Ascertainment of ACE-I/ARB use
As part of each annual study visit, children (and/or their parent or guardian) reported all prescribed medications taken by the child in the previous 30 days, including the frequency of each medication dose. Parents or guardians were asked to bring the child’s medications to the study visit for confirmation of medications by study staff. Use of ACE-I/ARBs between annual study visits was assumed to be consistent with that reported at the prior visit. Comparisons of ACE-I/ARB discontinuers to continued users was defined based on reported ACE-I/ARB status at the last contributing visit under observation, among those with at least one prior visit at which ACE-I/ARB use was reported.
Covariate measurement and definitions
Kidney function was assessed by determining GFR from plasma iohexol disappearance curves at study entry, one year later, and every other year thereafter using previously reported methods [10]. When GFR was not directly measured, it was estimated using published equations derived from the CKiD population [11]. In either case, GFR was scaled to body surface area (BSA) using the Haycock equation [12]. CKD-related biomarkers were determined at the central CKiD laboratory at the University of Rochester while complete blood count and serum CO2 were measured locally. Serum creatinine (enzymatic), BUN and renal function panel (serum sodium, potassium, calcium and phosphorus) were analyzed on a Bayer Advia 2400 analyzer (Siemens Diagnostics, Tarrytown NY) and cystatin C was determined by nephelometry (Siemens Diagnostics). Details of the techniques used to measure the first morning urine protein/creatinine ratio (uP/C) have previously been published [13]. BP was determined at each study visit as the average of three auscultatory measurements obtained with an aneroid sphygmomanometer [14]. The CKD diagnoses were reviewed by the members of the CKiD Steering Committee and categorized as either glomerular or non-glomerular etiology. Nephrotic range proteinuria was defined as uP/C > 2.0 mg/mg. Anemia was defined as hemoglobin < 5th percentile using age and sex specific norms [15]. Elevated blood pressure was defined as systolic or diastolic BP > the 90th percentile for age, sex, and height [16] while high normal BP was defined as systolic or diastolic BP between the 50th and 90th percentile. Elevated serum phosphate was defined as > 6.5 mg/dL for children <13 years old and > 4.5 mg/dL for children > 13 years [17]. Elevated serum potassium was defined as > 5.2 mEq/L and acidosis was defined as serum CO2 < 22 mEq/L [18]. Self-reported annual income was categorized into ≤$30000, $30001 to $75000, and >$75000. Family size was categorized as 3 or fewer family members versus more than 3 family members. The study also collected self-reported health insurance status (yes/no) and occurrence of an emergency room visit in the past year (yes/no). Past values of covariates were carried forward to fill in missing values.
Definition of Outcome
Development of end-stage kidney disease was considered the initiation of renal replacement therapy (RRT; dialysis or transplant). Time to RRT was defined as the time from the baseline visit of the CKiD study to RRT, loss to follow-up, or October 31, 2015. Deaths, which were rare events in this pediatric cohort, were censored.
Statistical analysis
Cox proportional hazards models were used to evaluate the unadjusted and adjusted associations between time-varying covariate levels and time to RRT. Analyses were adjusted or weighted to control for the confounding effects of age (per year), male sex, glomerular diagnosis, GFR (per ml/min), nephrotic range proteinuria, anemia, elevated blood pressure, elevated potassium, elevated phosphate and acidosis, on the relationship between ACE-I/ARB use and time to RRT. Race was not included as a possible confounder, as race was not associated with ACE-I/ARB use in the current study. Prior work on CKD progression in the CKiD cohort was used to guide selection of potential confounders [19].
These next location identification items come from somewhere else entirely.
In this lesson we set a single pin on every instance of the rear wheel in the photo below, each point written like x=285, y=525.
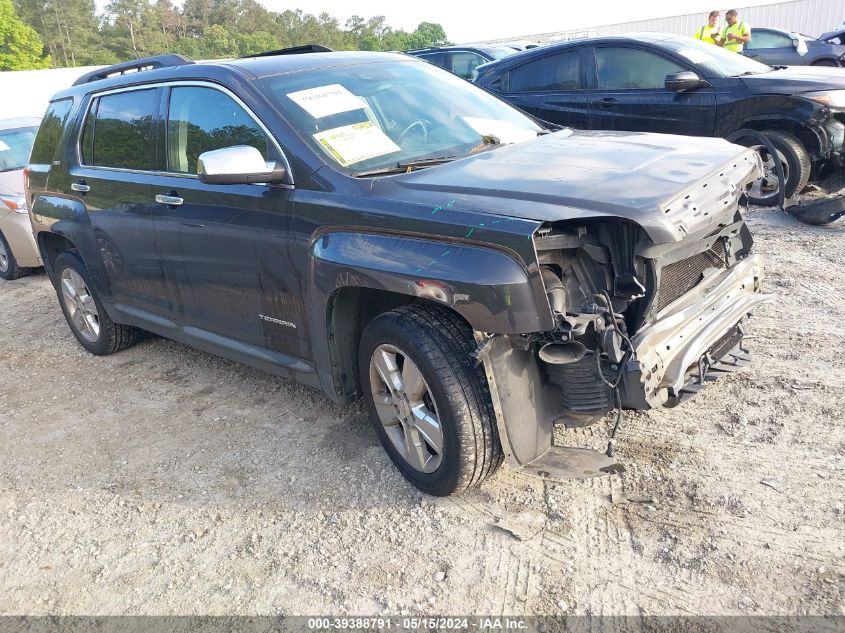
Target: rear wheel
x=794, y=158
x=85, y=313
x=428, y=401
x=9, y=269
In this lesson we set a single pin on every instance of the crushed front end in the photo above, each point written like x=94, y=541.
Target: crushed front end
x=643, y=325
x=639, y=323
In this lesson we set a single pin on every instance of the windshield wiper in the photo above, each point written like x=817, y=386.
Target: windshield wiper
x=405, y=166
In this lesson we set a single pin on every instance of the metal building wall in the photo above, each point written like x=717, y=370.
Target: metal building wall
x=811, y=17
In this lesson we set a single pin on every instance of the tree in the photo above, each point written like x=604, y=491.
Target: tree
x=20, y=46
x=427, y=34
x=70, y=30
x=73, y=34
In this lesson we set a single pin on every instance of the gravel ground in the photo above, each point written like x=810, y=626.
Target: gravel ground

In a traditionally adjusted analysis, the time to RRT was regressed on time-varying factors age, GFR, nephrotic range proteinuria, anemia, elevated blood pressure, elevated potassium, elevated phosphate, acidosis, and ACE-I/ARB use, all lagged by one visit relative to the outcome assessment; male sex and glomerular diagnosis status were time-fixed. Exploratory analyses were also done in subgroups defined by age (≤10 years versus >10 years), race (black race versus non-black race), diagnosis (glomerular versus non-glomerular) and duration of reported ACE-I/ARB use while in the study (< 3 years versus ≥3 years) to assess the potential for heterogeneity of ACE-I/ARB effect.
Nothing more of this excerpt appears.